O UOL solicitou, ainda em novembro, por meio da assessoria de imprensa do ministério, o número de beneficiários que estão na fila de espera, mas não obteve resposta. Fez o mesmo pedido pela Lei de Acesso à Informação. A resposta veio no dia 20, mas com a pasta informando não ter os dados.
“A Secretaria Especial do Desenvolvimento Social (SEDS) informa que, os dados referentes ao período solicitado não se encontram consolidados, de modo que esta Secretaria precisaria deslocar recursos humanos e tecnológicos para gerar os dados, o que impactaria a rotina operacional do órgão.”
Segundo a coordenadora do CadÚnico (Cadastro Único) em Maceió, Stephanie Cavalcanti, existem várias famílias na capital alagoana que estão à espera de inclusão do governo federal. “Essa fila é formada por pessoas que estão com perfil para receber a bolsa, estão habilitadas, mas ainda não tiveram o benefício concedido”, explica.
De acordo com ela, o programa já está consolidado e é eficaz no combate à pobreza e redução da desigualdade no país “principalmente porque impacta diretamente na parcela mais vulnerável da população”.

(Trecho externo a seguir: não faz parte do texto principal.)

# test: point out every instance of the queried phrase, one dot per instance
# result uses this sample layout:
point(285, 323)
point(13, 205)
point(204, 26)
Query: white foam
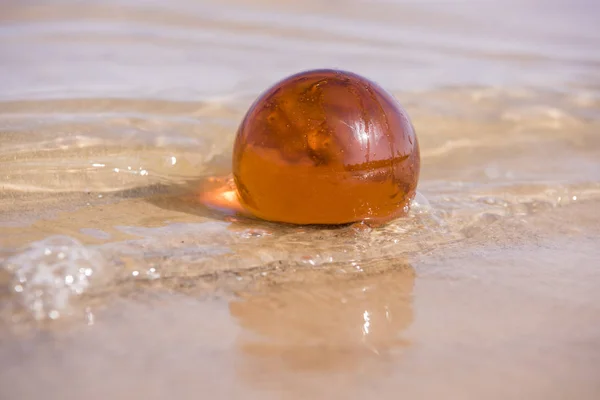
point(48, 274)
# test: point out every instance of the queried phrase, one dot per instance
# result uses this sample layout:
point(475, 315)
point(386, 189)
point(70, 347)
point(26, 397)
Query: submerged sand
point(118, 110)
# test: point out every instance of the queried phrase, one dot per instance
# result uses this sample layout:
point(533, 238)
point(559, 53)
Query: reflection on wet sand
point(349, 322)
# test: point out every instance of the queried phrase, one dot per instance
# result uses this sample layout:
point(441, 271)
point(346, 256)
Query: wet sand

Para a coordenadora, a volta da fila de espera causa danos ao sistema de proteção social. “A redução nas concessões afeta não só os beneficiários, mas todo um ‘ecossistema’ que se forma em torno do programa. Como, por exemplo, os donos de mercadinhos de bairros que têm suas vendas estimuladas pela circulação de dinheiro advindo do Bolsa Família; as escolas registram menos evasão e assim por diante. É uma cadeia, e se alguém deixa de funcionar, afeta os demais”, afirma.